Tram Gian Pagoda, also called Tien Lu Pagoda, is built in the “noi cong ngoai quoc” architectural style which means Cong Chinese character in the inner part and the Quoc Chinese character in the outer.

The pagoda was probably originally built in 1185 during the reign of King Ly Cao Tong on its present site at the top of the low Tien Lu, or Ma Hill. It nestles snugly on that hill in a natural cushion of mature trac, or kingwood and tram, or canari trees, and watched over by giant pines. At festivals the separate pavilions were given over to all-consuming and lavish praise, no more so than the Gia Ngu where the statue of Buddha was paraded during water puppet performances on the semi-circular lotus lake. A visit demands a degree of effort: a climb of several hundred steps, a walk down an alley paved with bricks and stone, reveals a two-storey bell tower of eight elegantly corner-curved roofs. Known as the Bell Tower of Tram Gian, it still preserves its detailed art work, its supporting columns carved with intricate lotus shape, the wood panels in the shape of dragons, flowers and leaves, clouds and the sky. Under the roof hangs a 1.4m tall bell, made in 1794 on which is also carved a literary work by Tran Ba Hien from nearby Van Canh Village. Then, and another healthy flight of stairs on, there’s the main pagoda – the legacy of the Tran Dynasty in the 14th century but largely destroyed by the Ming invaders in the 15th and rebuilt probably during the Le Dynasty, as much as a tribute to those times.

There the statues of two Guardian Spirits, the Good-encouraging Spirit and the Bad-punishing Spirit, preside and the Thien Huong, or Celestial Perfume, and in the inner part of the second house two Thuong Dien , or Upper Altars, for the praise of Buddha.

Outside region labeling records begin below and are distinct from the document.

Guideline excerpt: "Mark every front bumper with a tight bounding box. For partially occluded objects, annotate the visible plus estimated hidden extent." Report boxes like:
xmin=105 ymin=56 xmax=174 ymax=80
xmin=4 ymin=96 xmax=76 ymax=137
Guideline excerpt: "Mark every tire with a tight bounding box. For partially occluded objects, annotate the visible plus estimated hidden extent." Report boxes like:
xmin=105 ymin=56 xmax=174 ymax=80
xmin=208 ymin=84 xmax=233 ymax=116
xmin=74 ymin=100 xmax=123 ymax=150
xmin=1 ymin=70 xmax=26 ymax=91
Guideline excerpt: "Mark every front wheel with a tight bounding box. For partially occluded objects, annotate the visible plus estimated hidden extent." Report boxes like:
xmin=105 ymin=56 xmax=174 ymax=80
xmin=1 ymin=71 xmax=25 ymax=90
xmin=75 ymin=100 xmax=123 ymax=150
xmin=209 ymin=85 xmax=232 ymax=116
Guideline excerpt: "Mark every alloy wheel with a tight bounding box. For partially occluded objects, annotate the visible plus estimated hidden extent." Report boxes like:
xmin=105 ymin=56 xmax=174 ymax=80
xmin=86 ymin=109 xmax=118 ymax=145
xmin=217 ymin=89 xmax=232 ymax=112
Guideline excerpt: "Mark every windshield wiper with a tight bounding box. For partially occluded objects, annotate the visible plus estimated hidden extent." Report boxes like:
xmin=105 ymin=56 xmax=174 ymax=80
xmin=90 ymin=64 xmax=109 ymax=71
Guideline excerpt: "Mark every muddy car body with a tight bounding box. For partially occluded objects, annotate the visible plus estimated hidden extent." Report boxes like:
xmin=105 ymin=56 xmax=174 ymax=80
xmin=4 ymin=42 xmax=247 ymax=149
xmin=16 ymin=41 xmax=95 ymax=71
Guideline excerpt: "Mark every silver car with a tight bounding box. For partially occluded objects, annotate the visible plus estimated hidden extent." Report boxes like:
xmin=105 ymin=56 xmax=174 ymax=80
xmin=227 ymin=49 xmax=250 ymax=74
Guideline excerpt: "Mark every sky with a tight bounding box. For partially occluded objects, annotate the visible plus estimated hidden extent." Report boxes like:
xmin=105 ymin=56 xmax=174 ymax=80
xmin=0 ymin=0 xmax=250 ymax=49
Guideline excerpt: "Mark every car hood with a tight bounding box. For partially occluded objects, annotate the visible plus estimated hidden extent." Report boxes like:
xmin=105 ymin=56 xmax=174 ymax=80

A four curved-cornered and columned roof shelters a drum, an equally large gong, both dating from the 10th Year of Canh Hung (1750).

The pagoda is seen as one entity or 100 smaller ones. It houses 153 statues mostly made of wood, some of clay red lacquered and trimmed with gold, all to the greater glory of Tam The, the Past, Present and Future Lives. A large terracotta platform supports an ornately carved altar bearing lotus flower, legends, and dragon, tiger, horse, and elephant reliefs. Nearby stands the black-lacquer jackfruit-tree wood statue of Tuyet Son styled on one found in the Himalayas. The imagery goes on at every turn: arranged and ornate altars to worship 18 Arhats and the Ruler of Hell in the Ten Great Halls, a separate pagoda and altar to worship Saint Boi or Monk Nguyen Lu also known as Binh Yen. Legend has it the statue is actually his rattan preserved body covered by an oil cloth.

Two mighty central columns bear parallel scrolls inlaid with mother-of-pearl praising the victories of the Vietnamese people’s struggle against foreign invasion:

In the pagoda itself, a statue lauds General Dang Tien Dong, who served King Quang Trung in the historic battle of Dong Da and then in 1794 helped repair the pagoda, casting its bell and erecting stele. He too was commemorated as one of the architects, if not of the pagoda itself, then certainly of its place in history. Not for nothing have Xu Doai locals praised the pagoda through time.